Social insects provide a unique system for the study of questions of inclusive fitness and social interaction. In the social insects, reproduction for an entire colony may be monopolized by one or a few individuals, with other individuals working to rear offspring that are not their own. To understand this extraordinary degree of cooperation among individuals with differing genetic interests, we must have detailed information about the demographics of social insect colonies and the differing relationships and conflicts of interest among individuals within them. Use of genetic markers to measure genetic relatedness yields such information. Another application of the new genetic markers, parentage analysis, will further enhance our understanding of how such conflicts are resolved, by telling us which individuals within a colony are actually obtaining the most reproduction, and thus whose inclusive fitness interests are best served.
I have been working on a study of one particular species, Parachartergus colobopterus, a neo-tropical swarm-founding wasp, using DNA microsatellite markers together with software I developed for measuring genetic relatedness and testing for specific pedigree relationships. With these tools I have been examining the potential conflicts of interest among colony members and how these are resolved and sociality maintained. I have been able to determine that queens of this species are singly-mated and that new colony foundation is uncoupled from new queen production, a pattern which allows the inclusive fitness interests of workers in the timing of queen production to be reconciled with ecological considerations in the best time for swarming.

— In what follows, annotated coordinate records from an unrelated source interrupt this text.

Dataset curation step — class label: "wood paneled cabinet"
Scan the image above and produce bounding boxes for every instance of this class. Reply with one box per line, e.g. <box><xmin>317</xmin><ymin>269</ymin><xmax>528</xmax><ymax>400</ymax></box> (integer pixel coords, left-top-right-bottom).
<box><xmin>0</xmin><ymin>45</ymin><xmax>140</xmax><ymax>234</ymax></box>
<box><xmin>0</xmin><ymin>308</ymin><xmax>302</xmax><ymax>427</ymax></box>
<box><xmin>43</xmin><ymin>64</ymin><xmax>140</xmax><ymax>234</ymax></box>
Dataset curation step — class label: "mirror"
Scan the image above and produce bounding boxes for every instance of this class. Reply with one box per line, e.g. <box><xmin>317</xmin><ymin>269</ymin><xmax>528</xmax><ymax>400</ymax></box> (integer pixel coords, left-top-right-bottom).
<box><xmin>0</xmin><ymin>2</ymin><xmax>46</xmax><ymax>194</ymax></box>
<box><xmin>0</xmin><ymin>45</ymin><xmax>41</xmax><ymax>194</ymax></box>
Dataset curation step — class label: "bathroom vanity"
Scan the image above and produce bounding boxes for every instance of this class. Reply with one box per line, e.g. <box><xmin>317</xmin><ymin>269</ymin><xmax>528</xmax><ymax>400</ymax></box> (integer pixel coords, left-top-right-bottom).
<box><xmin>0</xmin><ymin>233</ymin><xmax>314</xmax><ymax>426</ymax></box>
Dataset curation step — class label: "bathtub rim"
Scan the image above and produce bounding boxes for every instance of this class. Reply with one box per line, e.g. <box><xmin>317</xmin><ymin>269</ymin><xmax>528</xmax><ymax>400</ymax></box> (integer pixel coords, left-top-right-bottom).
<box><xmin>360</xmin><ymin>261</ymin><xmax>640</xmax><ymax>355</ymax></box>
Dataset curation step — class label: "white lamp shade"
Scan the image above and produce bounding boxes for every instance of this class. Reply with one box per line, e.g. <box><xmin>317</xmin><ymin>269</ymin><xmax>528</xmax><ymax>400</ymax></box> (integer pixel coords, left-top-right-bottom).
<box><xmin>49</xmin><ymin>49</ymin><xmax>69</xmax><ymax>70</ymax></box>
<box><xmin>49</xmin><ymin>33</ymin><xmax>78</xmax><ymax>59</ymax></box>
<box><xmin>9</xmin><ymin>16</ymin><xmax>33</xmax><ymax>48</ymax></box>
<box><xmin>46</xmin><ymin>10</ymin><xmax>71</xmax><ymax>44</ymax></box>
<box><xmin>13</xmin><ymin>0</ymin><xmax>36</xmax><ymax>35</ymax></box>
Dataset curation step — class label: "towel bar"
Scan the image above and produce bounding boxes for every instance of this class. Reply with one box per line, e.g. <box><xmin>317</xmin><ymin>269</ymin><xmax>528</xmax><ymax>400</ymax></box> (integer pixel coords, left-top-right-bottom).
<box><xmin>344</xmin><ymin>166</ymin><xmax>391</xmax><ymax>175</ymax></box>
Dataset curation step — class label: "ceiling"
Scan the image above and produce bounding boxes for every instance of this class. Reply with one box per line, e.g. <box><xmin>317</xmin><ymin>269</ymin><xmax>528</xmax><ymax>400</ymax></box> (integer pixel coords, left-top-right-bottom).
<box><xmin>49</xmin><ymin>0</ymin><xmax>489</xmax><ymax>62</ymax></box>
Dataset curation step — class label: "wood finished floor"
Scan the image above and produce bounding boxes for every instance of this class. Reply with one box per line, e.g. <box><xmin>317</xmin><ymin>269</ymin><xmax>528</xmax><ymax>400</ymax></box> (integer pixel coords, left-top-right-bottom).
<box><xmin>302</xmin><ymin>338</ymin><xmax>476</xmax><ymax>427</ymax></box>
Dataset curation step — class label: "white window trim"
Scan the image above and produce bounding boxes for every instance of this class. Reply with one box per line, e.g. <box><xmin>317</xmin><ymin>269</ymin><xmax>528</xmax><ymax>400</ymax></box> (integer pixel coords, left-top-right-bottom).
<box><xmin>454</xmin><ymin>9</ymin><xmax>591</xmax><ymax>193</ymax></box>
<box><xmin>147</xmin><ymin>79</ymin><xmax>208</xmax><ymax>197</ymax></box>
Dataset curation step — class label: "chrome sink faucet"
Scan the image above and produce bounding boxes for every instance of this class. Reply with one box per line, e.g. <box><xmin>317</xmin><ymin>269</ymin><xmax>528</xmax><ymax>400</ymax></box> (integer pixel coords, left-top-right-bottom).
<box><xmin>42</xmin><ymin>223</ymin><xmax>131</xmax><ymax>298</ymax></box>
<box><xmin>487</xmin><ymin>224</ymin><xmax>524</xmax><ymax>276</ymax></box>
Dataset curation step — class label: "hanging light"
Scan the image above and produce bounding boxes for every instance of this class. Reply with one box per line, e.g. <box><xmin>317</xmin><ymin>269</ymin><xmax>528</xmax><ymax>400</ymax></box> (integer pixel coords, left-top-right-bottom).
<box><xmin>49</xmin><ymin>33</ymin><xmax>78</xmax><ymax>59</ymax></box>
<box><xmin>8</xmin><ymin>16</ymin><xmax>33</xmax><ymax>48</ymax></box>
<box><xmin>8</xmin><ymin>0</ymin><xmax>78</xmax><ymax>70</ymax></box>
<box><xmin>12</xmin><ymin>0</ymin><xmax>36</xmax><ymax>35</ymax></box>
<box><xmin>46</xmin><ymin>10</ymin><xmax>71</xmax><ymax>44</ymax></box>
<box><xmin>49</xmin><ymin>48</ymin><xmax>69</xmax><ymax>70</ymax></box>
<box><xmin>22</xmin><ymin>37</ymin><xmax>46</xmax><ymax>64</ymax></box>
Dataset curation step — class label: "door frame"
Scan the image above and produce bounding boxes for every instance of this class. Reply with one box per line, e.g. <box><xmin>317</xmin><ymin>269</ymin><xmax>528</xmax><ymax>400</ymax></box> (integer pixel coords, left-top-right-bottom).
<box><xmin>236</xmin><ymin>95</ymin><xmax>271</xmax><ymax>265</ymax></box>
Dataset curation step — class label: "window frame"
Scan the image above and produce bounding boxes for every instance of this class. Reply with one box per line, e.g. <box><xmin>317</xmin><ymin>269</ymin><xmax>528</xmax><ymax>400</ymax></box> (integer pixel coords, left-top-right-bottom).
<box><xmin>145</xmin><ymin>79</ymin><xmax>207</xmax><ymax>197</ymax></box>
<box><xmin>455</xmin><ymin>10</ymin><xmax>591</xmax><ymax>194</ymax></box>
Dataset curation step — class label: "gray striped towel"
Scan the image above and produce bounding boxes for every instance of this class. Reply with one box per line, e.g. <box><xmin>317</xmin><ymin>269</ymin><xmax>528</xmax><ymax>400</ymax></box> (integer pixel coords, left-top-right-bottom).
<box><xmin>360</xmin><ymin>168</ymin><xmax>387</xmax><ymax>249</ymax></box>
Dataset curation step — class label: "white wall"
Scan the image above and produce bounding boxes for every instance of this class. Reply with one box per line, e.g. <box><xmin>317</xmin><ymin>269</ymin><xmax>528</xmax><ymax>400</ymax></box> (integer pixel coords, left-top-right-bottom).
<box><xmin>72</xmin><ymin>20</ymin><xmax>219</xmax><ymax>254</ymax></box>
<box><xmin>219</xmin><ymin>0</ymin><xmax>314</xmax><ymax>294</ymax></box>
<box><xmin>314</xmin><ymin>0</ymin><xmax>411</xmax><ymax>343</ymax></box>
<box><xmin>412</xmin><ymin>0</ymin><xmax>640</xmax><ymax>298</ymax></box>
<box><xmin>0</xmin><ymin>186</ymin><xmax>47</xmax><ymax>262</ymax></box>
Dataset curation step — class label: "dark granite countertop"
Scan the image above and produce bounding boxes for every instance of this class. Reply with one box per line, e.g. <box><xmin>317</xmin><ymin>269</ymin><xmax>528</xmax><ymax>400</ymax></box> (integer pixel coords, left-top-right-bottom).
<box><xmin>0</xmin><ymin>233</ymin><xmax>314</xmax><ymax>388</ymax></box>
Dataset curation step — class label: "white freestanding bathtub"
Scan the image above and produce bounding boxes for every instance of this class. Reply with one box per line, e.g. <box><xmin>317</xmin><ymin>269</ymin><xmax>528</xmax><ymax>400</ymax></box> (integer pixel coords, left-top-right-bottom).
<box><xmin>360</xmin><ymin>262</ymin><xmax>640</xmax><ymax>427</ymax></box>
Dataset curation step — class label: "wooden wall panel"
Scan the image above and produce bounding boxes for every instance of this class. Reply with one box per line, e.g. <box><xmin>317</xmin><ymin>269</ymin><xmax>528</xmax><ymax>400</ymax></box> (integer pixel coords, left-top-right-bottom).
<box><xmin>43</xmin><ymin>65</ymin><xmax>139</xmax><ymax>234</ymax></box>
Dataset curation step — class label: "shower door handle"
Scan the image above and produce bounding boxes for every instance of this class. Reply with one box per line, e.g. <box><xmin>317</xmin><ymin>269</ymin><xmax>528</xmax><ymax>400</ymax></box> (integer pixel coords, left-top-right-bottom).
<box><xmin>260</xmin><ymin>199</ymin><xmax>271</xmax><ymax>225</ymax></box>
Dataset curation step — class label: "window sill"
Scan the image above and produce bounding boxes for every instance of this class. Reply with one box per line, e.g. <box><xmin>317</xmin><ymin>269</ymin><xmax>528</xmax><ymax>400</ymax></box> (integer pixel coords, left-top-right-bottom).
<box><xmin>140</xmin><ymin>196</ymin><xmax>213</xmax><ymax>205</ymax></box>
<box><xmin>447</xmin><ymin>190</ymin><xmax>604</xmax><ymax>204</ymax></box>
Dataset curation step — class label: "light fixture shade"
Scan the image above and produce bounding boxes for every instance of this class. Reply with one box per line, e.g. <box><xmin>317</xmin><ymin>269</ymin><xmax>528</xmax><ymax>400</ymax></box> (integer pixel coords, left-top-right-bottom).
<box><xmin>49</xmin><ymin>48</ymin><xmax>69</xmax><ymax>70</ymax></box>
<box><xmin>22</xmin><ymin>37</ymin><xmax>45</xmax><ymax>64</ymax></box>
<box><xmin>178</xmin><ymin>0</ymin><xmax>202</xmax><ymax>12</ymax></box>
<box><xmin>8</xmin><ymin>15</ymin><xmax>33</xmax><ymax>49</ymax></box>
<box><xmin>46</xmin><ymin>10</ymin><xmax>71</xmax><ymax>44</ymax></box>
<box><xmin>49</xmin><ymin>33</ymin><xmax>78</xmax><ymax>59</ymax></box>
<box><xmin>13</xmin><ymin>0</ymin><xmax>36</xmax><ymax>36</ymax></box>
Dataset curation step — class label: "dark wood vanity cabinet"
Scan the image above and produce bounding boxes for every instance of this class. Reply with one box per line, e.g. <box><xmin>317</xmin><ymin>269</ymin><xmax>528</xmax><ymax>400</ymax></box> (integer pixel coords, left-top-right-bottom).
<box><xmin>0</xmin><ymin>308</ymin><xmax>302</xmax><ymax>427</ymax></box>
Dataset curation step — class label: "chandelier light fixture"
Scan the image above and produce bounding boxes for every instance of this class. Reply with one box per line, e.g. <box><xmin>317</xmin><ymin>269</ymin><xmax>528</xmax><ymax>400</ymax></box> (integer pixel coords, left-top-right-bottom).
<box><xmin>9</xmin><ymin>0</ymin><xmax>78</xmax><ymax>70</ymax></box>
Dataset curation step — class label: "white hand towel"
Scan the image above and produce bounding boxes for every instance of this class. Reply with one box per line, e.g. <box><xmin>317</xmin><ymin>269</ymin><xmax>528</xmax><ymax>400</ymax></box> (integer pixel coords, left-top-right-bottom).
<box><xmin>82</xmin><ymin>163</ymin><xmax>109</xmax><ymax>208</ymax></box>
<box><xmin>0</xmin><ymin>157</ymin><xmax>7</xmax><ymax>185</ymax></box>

The software tools I have used in this study have also been used for other studies in the David Queller / Joan Strassmann lab group and are distributed to other researchers who have a use for them. These programs have been developed with funding from NSF and the Keck Center for Computational Biology.
One program, called "Kinship", has been released and is in version 1.2 as of this writing. This program performs pairwise comparisons between individuals in a data set, carrying out likelihood calculations on hypothesized pedigree relationships. The program can also calculate a matrix of pairwise relatedness values, a feature long in demand from users of our "Relatedness" program, and can produce simulated data sets to test the power of the calculation with varying amounts of genetic information. Currently I am working on an upgrade to bring Kinship to version 2.0, with new features for controlling the choice of tests to be performed, and implementing a user interface matching that of "Relatedness", so that users of one program will be able to easily use both.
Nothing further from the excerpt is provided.